En Europa, existe un país del Tercer Mundo que cuenta con diez millones de habitantes y no tiene fronteras. Una nación cuyos ciudadanos viven en su gran mayoría bajo el umbral de la pobreza y en condiciones inaceptables para la mayor parte de los europeos. Están menos escolarizados que ellos y también sufren un mayor índice de desempleo. Objeto de mil prejuicios y supersticiones, estos ciudadanos de segunda han sufrido las deportaciones de los nazis y siguen siendo discriminados e incluso perseguidos. Son las cabezas de turco de los movimientos xenófobos y encarnan los miedos de los ciudadanos, especialmente en Europa central. Aunque los gitanos son, en ocasiones, una porción importante de la población nacional, especialmente en estos países, el estatus de minoría nacional (y las protecciones que lo acompañan) se les niega muy a menudo.

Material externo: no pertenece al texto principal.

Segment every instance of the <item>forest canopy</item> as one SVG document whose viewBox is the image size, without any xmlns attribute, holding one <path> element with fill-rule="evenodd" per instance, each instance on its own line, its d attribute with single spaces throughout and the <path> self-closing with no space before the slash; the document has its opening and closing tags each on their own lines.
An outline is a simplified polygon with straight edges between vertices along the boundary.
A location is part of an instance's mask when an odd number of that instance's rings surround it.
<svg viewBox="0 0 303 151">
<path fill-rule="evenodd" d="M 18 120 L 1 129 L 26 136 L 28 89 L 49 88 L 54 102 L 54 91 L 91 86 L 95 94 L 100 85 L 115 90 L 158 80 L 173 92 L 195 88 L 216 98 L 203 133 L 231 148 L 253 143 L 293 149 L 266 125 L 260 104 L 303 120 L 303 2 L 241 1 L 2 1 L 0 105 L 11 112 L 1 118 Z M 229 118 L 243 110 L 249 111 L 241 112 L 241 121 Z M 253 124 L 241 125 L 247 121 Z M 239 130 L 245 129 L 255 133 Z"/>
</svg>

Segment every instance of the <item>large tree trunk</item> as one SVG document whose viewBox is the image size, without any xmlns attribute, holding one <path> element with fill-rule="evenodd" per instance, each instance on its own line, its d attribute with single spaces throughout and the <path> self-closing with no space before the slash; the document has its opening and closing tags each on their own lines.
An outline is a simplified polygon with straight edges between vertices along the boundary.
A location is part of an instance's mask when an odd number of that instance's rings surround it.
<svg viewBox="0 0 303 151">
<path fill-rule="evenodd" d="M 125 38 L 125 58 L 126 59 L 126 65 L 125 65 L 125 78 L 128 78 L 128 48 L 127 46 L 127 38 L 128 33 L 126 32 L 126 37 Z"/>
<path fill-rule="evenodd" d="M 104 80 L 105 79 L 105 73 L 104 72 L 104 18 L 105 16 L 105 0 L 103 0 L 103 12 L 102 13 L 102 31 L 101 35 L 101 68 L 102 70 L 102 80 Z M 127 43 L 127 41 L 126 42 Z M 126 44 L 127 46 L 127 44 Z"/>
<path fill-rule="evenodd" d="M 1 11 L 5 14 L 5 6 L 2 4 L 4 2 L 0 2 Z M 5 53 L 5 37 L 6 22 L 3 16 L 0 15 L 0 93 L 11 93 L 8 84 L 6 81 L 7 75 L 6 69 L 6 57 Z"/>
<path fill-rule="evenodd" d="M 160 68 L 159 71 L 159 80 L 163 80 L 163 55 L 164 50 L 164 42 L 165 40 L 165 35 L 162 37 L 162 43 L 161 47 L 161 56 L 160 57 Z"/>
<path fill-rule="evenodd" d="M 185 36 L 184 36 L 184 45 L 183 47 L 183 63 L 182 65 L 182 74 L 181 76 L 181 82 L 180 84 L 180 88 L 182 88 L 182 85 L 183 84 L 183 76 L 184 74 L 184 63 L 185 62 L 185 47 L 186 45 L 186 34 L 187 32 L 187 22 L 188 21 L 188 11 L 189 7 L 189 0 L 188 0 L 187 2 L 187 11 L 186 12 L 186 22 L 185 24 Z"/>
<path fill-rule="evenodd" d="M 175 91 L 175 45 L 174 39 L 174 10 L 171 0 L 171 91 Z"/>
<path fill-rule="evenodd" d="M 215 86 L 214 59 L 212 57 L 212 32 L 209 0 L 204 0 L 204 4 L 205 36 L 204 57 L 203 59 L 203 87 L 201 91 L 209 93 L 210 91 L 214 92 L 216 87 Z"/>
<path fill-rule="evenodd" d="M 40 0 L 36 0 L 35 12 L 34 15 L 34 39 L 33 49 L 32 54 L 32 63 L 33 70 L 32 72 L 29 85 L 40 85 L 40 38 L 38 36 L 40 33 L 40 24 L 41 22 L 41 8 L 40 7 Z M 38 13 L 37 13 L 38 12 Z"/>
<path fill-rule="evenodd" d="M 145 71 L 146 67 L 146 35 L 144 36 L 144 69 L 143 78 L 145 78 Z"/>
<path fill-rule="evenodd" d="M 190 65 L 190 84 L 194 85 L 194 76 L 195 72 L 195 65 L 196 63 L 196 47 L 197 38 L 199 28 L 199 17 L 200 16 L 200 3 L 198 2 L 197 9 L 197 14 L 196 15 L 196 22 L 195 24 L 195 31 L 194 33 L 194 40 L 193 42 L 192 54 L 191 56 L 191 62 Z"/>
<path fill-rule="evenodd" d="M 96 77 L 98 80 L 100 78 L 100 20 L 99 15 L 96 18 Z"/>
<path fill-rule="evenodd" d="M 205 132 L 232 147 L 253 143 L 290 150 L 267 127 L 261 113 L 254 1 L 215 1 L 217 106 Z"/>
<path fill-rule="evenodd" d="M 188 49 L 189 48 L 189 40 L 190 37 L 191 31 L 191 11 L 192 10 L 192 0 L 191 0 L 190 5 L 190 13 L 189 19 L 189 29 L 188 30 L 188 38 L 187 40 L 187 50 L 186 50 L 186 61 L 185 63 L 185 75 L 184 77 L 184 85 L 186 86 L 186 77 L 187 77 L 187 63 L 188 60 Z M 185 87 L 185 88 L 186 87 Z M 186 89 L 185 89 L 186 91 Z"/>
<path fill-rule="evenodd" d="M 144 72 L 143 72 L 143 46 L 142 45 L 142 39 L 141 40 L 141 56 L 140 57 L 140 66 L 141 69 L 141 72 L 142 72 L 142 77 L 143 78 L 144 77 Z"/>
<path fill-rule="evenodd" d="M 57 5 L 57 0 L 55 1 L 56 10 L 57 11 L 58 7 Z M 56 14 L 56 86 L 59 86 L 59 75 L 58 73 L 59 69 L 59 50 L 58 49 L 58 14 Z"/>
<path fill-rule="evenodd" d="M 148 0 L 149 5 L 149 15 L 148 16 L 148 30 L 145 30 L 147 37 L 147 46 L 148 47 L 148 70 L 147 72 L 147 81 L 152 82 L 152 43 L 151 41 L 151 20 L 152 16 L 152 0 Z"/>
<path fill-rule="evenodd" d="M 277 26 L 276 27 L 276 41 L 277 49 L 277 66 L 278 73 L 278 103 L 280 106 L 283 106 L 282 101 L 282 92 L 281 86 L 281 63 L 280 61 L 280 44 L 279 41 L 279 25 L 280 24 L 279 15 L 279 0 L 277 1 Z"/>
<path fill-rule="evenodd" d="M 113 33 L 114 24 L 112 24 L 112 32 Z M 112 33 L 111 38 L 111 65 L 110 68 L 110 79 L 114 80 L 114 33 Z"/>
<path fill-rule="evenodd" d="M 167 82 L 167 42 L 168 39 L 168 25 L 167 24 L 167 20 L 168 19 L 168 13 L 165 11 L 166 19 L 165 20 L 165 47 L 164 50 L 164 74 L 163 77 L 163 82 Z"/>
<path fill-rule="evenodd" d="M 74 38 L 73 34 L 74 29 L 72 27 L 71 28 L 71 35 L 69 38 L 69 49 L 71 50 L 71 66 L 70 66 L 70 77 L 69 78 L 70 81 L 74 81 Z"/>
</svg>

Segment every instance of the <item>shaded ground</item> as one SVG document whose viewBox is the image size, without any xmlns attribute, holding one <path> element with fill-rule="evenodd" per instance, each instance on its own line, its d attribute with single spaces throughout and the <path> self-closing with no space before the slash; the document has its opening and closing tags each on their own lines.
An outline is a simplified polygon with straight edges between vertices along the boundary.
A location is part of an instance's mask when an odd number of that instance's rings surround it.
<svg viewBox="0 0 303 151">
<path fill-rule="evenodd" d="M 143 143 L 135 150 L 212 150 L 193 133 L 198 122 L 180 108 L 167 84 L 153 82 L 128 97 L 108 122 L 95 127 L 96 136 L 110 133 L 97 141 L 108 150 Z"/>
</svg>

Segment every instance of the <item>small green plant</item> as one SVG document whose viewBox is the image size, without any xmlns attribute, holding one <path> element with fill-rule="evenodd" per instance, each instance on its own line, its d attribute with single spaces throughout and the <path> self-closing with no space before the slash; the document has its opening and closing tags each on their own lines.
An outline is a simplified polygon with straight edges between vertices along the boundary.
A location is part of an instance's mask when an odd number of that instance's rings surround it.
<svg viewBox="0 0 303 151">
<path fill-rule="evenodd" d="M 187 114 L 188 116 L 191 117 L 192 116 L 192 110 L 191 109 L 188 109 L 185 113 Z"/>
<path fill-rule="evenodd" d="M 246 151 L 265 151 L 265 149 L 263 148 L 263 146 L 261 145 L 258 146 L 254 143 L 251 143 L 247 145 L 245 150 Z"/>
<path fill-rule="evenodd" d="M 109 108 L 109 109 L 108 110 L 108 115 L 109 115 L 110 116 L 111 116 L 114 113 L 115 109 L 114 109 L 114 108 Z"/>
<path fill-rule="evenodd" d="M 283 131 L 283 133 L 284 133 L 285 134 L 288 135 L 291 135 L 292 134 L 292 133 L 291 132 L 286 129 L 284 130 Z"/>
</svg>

En 2008 el Parlamento Europeo reclamó una estrategia a nivel europeo con respecto a la población gitana, pero todavía no se han visto los resultados. Sin embargo, los estados tendrían mucho más interés en esforzarse por integrar a los gitanos: ante todo, por razones humanitarias, luego de cohesión social y, finalmente, por razones económicas. Un estudio reciente del Banco Mundialcifra el gasto de la exclusión de los gitanos en 5.700 millones de euros solo en Bulgaria, Rumanía, la República Checa y Serbia. Esto implica, al mismo tiempo, pérdidas de productividad relacionadas con la exclusión de los gitanos del mundo laboral y las pérdidas fiscales por no pagar impuestos. Este estudio fue presentado durante la Segunda cumbre europea sobre acciones y políticas a favor de la población gitana, celebrada el 8 y el 9 de abril en Córdoba. Y los Veintisiete deberían tenerlo en cuenta cuando tengan que rascarse los bolsillos para reabsorber su deuda pública, que está fuera de control.